Оглядывая теперь эти газоны, я с оттенком легкого ужаса представил себе, что — обладай человеческое семя способностью, подобно семени древесному, прорастать в питательной почве — вокруг смотровой площадки теперь шевелились бы под жарким ветерком густые заросли моих потомков.
В тот день Надин отчего-то не пришла на свидание, ты в одиночестве коротал время на газоне, бездумно наблюдая за смотровой площадкой, изредка захлестываемой бурными приливами свадебных кортежей, — нахлынув и отбурлив, они откатывались, оставляя после себя двух людей, сопротивлявшихся силам отлива, — одного ты знал: дядя Прохор, знакомый вам с Надин старик, легонький и сухонький, как прокаленная на летнем солнце сосновая щепа, с редкой и полупрозрачной, словно папиросный дым, одуванчиковой растительностью на маленькой голове, желтоватыми латунными глазами, выражения в которых было не больше, чем в истершемся пятачке старого советского образца. Узкое лицо его тоже отдавало в желтизну, а сухая, как ископаемый египетский пергамент, кожа была забрызгана — особенно на скулах и в районе тяжелой носогубной складки — черной угревой сыпью столь плотно, словно приняла на себя заряд мелкой дроби.

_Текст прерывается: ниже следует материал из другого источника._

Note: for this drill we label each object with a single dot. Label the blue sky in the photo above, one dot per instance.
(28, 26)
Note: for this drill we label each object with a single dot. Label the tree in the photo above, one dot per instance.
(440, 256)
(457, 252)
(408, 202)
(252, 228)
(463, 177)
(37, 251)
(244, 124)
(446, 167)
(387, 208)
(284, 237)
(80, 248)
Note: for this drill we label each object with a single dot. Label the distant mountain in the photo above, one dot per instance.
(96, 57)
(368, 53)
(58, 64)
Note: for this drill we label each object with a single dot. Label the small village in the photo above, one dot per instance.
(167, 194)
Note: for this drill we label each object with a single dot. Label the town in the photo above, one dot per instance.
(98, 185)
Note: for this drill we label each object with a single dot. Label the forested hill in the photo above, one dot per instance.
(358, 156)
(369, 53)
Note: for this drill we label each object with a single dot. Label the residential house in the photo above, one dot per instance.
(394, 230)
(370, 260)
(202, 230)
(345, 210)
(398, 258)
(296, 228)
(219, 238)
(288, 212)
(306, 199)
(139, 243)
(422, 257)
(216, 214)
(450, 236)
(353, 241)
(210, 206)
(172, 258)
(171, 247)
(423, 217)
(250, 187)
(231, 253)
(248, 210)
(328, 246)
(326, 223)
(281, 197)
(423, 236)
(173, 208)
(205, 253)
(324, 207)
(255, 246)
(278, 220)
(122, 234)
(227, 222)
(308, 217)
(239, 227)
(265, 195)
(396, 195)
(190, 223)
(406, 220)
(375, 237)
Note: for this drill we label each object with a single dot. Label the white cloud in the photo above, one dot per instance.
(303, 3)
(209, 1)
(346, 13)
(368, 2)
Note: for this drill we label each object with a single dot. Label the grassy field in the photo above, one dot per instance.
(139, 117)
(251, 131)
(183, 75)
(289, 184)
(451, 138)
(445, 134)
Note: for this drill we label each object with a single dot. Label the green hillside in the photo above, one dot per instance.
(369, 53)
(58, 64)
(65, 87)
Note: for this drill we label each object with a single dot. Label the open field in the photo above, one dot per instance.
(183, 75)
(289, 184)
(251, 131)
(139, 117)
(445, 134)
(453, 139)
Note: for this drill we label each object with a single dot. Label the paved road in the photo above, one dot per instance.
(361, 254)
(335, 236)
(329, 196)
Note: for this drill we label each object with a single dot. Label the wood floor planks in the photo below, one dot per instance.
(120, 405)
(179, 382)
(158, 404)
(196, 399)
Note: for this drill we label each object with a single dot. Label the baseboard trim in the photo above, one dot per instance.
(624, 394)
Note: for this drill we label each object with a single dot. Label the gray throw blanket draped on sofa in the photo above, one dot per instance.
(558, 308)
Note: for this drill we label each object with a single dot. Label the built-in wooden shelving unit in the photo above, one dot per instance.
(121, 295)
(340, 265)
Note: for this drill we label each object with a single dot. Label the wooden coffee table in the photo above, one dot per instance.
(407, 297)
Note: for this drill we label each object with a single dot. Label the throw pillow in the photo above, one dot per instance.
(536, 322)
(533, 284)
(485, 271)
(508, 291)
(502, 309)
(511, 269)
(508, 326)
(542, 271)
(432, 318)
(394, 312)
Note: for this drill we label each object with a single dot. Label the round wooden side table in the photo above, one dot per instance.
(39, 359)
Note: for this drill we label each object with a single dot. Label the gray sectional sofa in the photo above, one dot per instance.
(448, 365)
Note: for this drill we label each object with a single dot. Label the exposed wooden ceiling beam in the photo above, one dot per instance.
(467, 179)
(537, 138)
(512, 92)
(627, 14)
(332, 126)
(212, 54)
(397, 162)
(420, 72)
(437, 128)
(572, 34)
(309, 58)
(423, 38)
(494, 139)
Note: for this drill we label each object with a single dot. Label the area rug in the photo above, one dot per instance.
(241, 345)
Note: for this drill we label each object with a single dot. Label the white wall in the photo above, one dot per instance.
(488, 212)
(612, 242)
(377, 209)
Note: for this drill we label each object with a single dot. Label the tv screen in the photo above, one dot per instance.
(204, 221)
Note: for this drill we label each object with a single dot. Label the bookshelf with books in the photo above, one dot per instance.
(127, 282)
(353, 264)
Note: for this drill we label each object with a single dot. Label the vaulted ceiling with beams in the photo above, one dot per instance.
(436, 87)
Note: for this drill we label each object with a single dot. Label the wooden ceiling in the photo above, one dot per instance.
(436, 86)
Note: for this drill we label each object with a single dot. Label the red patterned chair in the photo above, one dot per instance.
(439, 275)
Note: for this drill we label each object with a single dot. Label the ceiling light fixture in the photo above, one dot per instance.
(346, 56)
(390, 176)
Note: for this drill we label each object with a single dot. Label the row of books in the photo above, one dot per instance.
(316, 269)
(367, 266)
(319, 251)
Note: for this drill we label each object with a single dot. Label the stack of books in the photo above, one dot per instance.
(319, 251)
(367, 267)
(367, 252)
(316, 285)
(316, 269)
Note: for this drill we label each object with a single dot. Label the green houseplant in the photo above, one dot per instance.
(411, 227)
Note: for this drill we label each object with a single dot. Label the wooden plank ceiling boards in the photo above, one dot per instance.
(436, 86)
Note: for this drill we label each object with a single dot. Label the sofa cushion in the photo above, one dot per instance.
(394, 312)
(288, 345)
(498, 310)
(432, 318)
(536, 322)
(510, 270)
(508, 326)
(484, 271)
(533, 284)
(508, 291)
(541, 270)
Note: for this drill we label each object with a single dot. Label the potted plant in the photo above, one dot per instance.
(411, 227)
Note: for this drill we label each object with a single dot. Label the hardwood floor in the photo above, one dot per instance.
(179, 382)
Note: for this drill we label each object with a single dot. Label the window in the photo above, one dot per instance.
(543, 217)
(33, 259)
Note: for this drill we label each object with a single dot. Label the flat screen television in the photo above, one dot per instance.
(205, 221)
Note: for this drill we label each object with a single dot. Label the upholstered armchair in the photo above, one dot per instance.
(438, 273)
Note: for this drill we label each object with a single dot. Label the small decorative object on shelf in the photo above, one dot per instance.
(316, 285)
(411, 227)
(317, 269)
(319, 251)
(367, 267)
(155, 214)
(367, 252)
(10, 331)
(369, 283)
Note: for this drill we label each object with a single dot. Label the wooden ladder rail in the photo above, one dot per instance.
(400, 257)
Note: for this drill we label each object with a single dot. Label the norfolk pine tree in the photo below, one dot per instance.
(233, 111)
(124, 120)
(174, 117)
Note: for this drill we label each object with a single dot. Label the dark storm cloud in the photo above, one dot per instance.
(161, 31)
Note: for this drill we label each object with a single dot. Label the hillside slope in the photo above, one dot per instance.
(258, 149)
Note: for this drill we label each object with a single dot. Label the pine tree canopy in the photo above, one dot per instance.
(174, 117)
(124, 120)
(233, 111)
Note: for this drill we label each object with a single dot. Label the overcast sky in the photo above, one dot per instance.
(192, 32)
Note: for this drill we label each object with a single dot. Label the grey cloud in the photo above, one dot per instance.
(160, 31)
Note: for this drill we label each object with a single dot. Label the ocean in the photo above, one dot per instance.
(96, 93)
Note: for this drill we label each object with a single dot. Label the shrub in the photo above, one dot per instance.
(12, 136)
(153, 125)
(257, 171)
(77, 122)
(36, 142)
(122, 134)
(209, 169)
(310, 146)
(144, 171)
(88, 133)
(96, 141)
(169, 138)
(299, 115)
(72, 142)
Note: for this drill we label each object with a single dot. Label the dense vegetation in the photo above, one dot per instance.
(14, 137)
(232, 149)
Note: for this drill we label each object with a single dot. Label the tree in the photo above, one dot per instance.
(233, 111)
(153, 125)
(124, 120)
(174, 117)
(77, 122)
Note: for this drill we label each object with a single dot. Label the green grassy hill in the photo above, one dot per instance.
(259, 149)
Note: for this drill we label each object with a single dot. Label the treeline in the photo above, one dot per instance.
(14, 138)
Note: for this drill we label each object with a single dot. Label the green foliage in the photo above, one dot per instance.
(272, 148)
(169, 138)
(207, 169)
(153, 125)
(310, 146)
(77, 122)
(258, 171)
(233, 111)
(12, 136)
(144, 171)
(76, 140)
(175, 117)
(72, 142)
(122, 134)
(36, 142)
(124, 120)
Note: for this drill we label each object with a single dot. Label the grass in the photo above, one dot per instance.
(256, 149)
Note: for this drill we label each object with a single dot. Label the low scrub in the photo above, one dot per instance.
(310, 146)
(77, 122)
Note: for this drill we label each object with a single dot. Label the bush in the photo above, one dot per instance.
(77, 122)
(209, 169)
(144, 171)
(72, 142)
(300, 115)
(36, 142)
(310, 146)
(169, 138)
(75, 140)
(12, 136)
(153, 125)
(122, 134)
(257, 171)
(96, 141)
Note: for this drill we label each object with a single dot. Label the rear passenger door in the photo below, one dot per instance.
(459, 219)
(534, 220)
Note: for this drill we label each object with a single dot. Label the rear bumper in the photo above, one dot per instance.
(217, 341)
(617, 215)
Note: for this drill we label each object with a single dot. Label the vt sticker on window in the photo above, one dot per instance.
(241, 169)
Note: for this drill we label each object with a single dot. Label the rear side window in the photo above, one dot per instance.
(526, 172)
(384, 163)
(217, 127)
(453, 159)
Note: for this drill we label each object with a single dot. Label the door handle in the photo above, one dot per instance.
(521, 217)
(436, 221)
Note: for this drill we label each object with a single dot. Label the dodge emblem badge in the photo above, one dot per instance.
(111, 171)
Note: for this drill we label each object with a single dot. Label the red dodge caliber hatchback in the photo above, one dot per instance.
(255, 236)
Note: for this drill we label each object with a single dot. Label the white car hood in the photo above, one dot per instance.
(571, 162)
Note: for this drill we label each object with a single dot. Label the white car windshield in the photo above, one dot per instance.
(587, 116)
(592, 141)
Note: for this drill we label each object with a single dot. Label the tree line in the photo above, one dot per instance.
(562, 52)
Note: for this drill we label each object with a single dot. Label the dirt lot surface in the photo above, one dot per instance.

Старик уродливо и одиноко, наподобие пустынного саксаула, прорастал на площадке, как правило, в выходные дни, когда свадебный прибой был особенно мощен, и даже вытягивалась на ведущей сюда дороге очередь из расфуфыренных, переплетенных атласными, тошнотворно розовыми или голубыми лентами автомобилей, возле которых нервно прогуливались свидетели с идиотскими красными лентами через плечо — дым их сигарет стелился над головой старика, сидящего у бордюра, облокотясь на большую, крепко сплетенную из ивовых прутьев клетку, и с видом нищего на паперти глядевшего в одну точку перед собой. Он был голубятником и за скромную плату предлагал новобрачным своих смирных, рабски покорных голубок для свершения языческого ритуала, смысл которого он всякому случайному собеседнику скупо пояснял тусклым, бесцветным голосом: Коли невеста выпустит из рук голубку, то это, по народному поверью, к счастью.